Dos vários grupos que formam o movimento Indignados na Espanha, um dos menos mencionados foi o das Prostitutas Indignadas. Mas isso mudou.

Fotos por Adria Cañameras

Dos vários grupos que formam o movimento Indignados na Espanha, um dos menos mencionados foi o das Prostitutas Indignadas. Mas isso mudou na sexta-feira retrasada, quando elas se juntaram para marchar através do centro de Barcelona. A marcha contou com mais jornalistas que prostitutas.

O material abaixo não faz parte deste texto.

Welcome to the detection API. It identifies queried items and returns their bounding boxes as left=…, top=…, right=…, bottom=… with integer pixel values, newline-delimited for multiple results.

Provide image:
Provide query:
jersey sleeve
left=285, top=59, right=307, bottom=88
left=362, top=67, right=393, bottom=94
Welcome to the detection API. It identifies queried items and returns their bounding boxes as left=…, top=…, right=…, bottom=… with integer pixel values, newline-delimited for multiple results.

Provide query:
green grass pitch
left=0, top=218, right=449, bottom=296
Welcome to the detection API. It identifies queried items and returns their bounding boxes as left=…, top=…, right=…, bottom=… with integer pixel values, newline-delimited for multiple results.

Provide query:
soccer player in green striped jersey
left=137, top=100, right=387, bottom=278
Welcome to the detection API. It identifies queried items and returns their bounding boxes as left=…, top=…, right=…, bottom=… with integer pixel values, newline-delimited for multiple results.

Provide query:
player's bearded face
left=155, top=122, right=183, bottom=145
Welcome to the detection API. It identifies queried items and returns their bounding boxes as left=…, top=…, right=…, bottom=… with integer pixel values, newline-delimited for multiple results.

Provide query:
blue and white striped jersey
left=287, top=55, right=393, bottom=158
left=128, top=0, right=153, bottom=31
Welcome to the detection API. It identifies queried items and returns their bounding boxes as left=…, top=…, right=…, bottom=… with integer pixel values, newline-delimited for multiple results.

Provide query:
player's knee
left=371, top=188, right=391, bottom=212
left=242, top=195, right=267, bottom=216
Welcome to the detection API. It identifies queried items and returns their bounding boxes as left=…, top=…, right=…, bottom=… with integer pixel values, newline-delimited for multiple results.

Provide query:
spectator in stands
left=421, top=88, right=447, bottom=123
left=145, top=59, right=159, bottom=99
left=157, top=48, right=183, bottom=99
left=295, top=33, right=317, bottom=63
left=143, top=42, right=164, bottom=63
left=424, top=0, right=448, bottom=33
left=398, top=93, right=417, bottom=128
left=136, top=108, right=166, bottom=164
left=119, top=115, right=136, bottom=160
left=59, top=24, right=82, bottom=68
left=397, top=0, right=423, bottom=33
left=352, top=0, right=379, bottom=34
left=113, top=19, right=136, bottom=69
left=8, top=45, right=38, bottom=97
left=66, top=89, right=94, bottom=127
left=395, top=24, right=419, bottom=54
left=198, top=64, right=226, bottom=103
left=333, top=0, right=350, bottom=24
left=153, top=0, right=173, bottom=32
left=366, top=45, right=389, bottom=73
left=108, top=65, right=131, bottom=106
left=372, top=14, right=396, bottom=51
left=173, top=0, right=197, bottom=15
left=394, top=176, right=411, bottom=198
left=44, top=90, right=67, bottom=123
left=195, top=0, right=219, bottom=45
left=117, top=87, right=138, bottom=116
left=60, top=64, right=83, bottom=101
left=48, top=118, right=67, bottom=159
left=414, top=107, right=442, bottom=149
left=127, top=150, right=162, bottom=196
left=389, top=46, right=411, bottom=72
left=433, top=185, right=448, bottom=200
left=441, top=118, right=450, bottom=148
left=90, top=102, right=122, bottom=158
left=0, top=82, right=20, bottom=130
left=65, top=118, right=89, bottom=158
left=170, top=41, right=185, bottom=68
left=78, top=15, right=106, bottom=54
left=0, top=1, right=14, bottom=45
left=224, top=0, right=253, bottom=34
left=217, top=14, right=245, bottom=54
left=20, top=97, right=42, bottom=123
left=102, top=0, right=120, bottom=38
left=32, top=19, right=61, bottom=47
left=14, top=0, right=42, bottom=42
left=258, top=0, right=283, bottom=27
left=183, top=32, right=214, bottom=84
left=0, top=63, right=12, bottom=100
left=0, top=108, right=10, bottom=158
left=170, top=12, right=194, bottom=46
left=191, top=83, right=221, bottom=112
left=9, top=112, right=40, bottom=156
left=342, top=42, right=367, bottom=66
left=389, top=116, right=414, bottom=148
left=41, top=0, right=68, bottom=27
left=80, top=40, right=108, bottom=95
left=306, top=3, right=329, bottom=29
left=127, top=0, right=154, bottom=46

A impressa passa por um momento bem difícil na Espanha — sendo pressionada tanto pelos políticos e pela polícia, que usam a mídia como um serviço de espionagem particular, quanto pelos grupos ativistas, que acusam os jornalistas de terem se vendido. E mesmo não sendo ingênuo o suficiente para comparar o trabalho de repórter nos dias de hegemonia corporativa de hoje com prostituição de verdade, você não imagina o quanto fiquei querendo uma dessas camisetas “Yo Tambien Soy Puta”. Quando falei isso para uma das garotas, uma brasileira, ela ofereceu ceder a camiseta dela. Ficou parecendo que eu queria passar aquela cantada: “Adorei seu vestido, ele ficaria lindo todo amarrotado no chão do meu quarto”.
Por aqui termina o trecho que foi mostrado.